Recently a client asked us to tackle an unusual request. Many of the clients are Mixtec, or Mixteco people. The Mixtecs (/ˈmiːstɛks, ˈmiːʃtɛks/)1, or Mixtecos, are indigenous Mesoamerican peoples of Mexico inhabiting the region known as La Mixteca of Oaxaca and Puebla as well as the state of Guerrero's Región Montañas, and Región Costa Chica, which covers parts of the Mexican states of Oaxaca, Guerrero and Puebla. The name Mixtec is a Nahuatl word meaning 'cloud' or 'inhabitant of place of', or more simply “Cloud People”.
The difficulty was that their language has no written component. So to get a performance “scripted” was going to be a real challenge (not to mention finding a voice talent that spoke the language. The client was looking to implement a simple four question survey, so we had to figure a way to not only capture a performance in an uncommon language with no written equivalence, but we also had to communicate via a touchscreen without using only iconography. In the age of emojis, the on-screen communication was relatively simple, and we were able to capture response using traditional color-coded smiley (not smiley) faces that the user would simple touch to respond. Well, that was one problem solved. Now for the tricky part…
In a typical production pipeline for the PRSONAS character line, we write a script, get approvals on everything and then set up a recording session to capture the voice over and, more importantly, capture the mouth a facial movement of the artist via our motion capture package. The conundrum lie in the fact that we 1) did not have access to a native speaker of the language within our region of the world and 2) the area where our talent resides did not have access to a high quality studio in which to perform the facial capture. So how did we solve this catch-22?

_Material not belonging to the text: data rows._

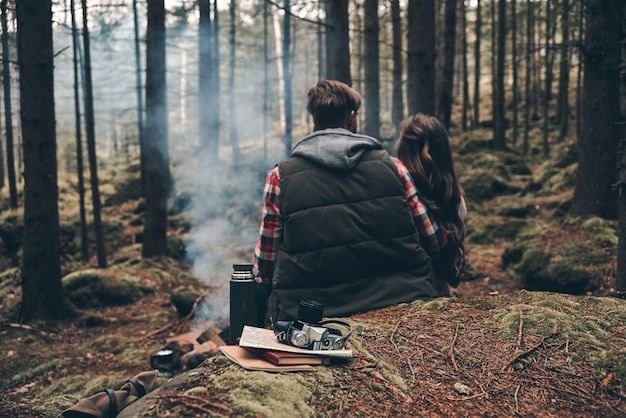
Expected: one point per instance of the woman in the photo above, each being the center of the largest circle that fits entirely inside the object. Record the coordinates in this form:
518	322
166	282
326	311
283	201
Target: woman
424	148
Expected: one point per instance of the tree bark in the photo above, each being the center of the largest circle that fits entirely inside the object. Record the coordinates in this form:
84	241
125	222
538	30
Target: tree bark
157	155
372	72
421	56
600	127
138	81
464	117
514	60
207	139
232	109
287	69
266	82
80	169
620	279
339	26
563	97
397	107
499	134
42	291
8	111
547	96
476	116
527	87
91	145
447	82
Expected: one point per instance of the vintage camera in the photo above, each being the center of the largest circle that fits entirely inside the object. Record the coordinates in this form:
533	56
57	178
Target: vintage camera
163	360
309	331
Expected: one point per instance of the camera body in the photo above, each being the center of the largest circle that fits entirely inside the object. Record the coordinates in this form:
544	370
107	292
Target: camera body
308	331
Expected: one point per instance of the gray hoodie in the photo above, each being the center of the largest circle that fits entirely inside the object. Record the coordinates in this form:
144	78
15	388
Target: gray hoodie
335	148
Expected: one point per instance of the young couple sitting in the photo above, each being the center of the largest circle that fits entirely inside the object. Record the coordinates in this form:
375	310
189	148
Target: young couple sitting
345	224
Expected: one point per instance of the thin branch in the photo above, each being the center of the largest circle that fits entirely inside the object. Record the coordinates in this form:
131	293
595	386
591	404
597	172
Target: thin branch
456	333
528	352
393	332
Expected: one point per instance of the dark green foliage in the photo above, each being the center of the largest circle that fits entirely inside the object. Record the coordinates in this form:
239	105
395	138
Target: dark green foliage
473	145
561	278
90	288
513	253
483	185
492	232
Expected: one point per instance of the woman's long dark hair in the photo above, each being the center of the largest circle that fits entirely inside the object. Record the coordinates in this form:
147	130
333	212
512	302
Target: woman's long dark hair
424	148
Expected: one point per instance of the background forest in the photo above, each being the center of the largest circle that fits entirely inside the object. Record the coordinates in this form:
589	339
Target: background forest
137	136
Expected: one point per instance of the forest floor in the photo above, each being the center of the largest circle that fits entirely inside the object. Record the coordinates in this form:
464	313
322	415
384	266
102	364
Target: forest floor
45	366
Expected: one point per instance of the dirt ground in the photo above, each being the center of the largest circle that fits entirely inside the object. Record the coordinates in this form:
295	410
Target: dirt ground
37	357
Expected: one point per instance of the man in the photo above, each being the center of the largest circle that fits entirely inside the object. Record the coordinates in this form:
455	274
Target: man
342	223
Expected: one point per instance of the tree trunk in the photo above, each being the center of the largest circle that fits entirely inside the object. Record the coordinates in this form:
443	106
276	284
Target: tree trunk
535	62
91	145
464	117
527	87
372	73
232	109
547	96
8	111
499	133
207	140
140	109
266	81
476	116
620	279
421	56
579	68
80	169
600	127
214	101
397	106
157	155
357	47
494	59
563	98
339	31
287	69
447	82
514	60
42	291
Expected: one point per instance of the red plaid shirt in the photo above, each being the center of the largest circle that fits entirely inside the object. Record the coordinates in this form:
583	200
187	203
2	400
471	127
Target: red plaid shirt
271	233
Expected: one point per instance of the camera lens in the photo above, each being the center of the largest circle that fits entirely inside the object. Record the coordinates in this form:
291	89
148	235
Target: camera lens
310	311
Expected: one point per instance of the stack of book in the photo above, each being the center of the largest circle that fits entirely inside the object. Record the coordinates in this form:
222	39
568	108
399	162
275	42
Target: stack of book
258	349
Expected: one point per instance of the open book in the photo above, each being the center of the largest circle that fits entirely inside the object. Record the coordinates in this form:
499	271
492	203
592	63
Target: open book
247	359
254	337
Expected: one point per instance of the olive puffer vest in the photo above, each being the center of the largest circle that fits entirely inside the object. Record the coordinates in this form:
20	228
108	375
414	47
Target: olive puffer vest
349	239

Turns out we had to do a little digging. We finally settled on a software package called “Lip Sync Pro” which was intended to provide very basic lip sync animation for video games. So, we hired a video crew, sent them to the talent and recorded that person with 4K video, while the voice over was being performed. With video in hand we set up a special rigged character and attached the new animations generated by Lip Sync Pro and….. crap, we got “results” but not the ones we wanted it. Turns out that our demands for facial animation were a bit beyond what LSP was initially designed to do. Thankfully, our team of artists took it all in stride and were able to solve the problem. LSP is flexible enough that we were able to create our own mouth shapes for each of the phonemes2 that were used.
That worked well, but we still were not quite to the quality level we were looking for, in regard to the animation. Fortunately, that was fairly easy to solve. A little judicious use of the animation timeline and the animations were spot on and generated directly from the audio tracks captured in the video recording.
With all of the animations in hand and a practical way to capture responses we prepared the database and other required back end software and deployed the unit. At last report the client and the users are completely thrilled and, I believe, impressed that we were able to put together a simple yet elegant system to conversation and capture information in a very unusual set of circumstances.
1. "Mixtec". Oxford English Dictionary (3rd ed.). Oxford University Press. September 2005 (3rd ed.). Oxford University Press. September 2005
2. pho·neme /ˈfōnēm/ any of the perceptually distinct units of sound in a specified language that distinguish one word from another, for example p, b, d, and t in the English words pad, pat, bad, and bat.